Energy-Aware Behavior

The decision logic changes when energy gets low. At moderately low energy, the bot relaxes some penalties and becomes more willing to take risky food. At critical energy, it prioritizes the nearest reachable apple and may even accept poison as a last resort.

This was a direct response to the starvation rule. In a survival game, food urgency sometimes matters more than ideal path quality.

Fallbacks and Shedding

If no apple path looks good, the bot switches to tail-chasing. This keeps it moving through open space and reduces the chance of self-trapping. If tail-chasing also fails, Ferrate chooses any legal move, preferring the one that preserves more open area and stays closer to the center of the board.

Shed is treated as a situational defensive tool rather than a default action. The bot allows shedding only when it has enough energy and length, speed is active with sufficient energy, and the opponent is alive and nearby.

What Worked

The hardest part was balancing strength and speed. Full search on every apple would be too slow, while aggressive pruning could miss important targets. The two-stage apple filter gave a practical middle ground: a cheap first pass followed by exact BFS only where it mattered.

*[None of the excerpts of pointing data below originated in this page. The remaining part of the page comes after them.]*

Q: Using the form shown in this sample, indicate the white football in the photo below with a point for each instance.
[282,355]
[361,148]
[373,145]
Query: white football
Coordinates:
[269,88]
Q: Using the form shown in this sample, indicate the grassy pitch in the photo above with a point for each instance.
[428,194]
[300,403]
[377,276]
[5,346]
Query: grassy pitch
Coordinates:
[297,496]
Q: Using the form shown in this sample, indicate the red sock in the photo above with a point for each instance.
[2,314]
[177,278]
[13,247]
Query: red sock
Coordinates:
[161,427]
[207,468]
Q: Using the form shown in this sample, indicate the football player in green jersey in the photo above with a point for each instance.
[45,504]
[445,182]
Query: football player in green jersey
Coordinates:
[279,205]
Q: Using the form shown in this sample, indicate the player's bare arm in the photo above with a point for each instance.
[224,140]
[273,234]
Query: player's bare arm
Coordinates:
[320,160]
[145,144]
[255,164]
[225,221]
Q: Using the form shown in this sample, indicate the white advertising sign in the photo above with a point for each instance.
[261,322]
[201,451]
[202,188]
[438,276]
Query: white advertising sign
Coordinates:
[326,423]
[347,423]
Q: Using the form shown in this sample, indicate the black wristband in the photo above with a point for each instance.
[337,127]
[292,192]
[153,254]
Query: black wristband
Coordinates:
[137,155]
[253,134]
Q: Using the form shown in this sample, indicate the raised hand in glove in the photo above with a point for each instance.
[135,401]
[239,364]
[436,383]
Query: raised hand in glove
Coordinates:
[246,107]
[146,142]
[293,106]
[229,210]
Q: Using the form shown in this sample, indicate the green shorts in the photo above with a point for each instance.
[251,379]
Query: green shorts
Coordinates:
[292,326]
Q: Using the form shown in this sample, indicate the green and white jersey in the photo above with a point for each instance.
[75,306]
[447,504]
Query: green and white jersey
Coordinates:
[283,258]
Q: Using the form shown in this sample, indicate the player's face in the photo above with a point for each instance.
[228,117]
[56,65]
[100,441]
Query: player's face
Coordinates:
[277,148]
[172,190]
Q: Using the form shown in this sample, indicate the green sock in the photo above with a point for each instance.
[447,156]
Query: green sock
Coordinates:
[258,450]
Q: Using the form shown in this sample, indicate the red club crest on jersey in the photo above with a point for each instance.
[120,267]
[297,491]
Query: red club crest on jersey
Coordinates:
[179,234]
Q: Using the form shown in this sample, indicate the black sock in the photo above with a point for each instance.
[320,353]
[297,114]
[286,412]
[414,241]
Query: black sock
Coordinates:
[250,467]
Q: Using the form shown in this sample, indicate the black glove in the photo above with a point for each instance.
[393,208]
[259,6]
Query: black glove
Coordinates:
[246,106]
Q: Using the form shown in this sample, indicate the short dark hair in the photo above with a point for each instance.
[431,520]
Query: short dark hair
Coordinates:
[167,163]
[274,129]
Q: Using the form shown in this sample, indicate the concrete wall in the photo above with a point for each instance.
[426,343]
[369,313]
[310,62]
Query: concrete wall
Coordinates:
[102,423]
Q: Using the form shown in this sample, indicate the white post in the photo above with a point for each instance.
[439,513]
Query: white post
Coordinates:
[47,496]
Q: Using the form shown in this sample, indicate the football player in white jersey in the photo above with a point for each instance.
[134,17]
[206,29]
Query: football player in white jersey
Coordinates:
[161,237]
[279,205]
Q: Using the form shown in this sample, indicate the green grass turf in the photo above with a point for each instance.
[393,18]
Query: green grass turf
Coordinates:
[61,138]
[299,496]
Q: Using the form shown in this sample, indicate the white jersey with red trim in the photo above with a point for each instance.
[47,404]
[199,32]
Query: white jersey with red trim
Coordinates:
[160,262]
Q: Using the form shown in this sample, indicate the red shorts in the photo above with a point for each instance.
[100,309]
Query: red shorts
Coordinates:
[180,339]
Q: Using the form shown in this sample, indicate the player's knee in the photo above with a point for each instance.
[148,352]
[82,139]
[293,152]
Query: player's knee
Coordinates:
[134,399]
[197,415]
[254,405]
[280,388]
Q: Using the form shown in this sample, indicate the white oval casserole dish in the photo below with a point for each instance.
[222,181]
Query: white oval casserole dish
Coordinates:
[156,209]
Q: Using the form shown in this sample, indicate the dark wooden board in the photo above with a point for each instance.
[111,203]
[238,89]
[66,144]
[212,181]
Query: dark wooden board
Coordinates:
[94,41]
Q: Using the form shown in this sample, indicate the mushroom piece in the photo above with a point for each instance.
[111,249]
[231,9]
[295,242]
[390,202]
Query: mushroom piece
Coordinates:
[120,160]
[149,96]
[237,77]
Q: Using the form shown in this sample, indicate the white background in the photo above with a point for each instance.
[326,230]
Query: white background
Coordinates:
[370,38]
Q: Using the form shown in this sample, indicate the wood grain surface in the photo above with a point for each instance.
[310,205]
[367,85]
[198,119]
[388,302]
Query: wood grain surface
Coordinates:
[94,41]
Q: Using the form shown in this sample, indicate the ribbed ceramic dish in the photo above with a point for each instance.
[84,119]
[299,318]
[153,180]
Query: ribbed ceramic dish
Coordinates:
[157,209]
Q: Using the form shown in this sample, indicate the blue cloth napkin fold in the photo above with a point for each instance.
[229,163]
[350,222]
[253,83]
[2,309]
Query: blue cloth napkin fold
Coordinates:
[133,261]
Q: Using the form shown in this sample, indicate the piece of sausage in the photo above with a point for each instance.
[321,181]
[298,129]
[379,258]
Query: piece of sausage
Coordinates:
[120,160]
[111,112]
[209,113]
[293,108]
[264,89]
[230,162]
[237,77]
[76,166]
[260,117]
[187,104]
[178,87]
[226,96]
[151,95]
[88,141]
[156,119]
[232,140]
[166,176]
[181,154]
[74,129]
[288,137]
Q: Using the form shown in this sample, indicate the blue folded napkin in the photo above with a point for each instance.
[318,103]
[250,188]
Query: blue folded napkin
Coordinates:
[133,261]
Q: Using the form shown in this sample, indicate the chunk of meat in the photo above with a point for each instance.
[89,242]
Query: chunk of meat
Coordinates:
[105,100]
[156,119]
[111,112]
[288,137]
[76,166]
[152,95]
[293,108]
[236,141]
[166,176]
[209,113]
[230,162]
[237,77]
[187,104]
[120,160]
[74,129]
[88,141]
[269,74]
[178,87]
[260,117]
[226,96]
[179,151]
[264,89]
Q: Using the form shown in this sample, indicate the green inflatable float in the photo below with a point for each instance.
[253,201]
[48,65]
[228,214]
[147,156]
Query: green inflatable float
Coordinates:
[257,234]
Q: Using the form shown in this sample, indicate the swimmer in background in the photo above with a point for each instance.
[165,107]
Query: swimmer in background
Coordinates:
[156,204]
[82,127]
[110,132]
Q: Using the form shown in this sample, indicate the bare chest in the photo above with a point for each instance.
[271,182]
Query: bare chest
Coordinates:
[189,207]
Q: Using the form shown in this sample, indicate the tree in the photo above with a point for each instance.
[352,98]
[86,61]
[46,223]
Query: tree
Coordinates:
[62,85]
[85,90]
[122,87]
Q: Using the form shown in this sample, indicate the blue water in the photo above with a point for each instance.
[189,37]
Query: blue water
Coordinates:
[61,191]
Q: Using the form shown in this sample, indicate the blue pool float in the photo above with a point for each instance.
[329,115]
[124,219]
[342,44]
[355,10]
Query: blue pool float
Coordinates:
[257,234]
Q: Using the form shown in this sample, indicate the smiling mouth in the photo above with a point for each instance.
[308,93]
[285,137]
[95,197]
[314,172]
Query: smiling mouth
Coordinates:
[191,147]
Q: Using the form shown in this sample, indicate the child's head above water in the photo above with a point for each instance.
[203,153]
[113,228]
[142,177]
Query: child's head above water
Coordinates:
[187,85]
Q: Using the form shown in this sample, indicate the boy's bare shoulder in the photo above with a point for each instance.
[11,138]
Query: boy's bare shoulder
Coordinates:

The final strategy was simple at the top level:

if energy <= critical_threshold:
    force_nearest_food()
elif apple_path_is_safe:
    take_best_apple()
elif tail_path_exists:
    chase_tail()
else:
    choose_any_safe_move()

The most important outcome was that Ferrate learned the difference between a reachable apple and a survivable apple. That distinction, backed by explicit numeric heuristics, made the bot much more robust under Hackrush conditions.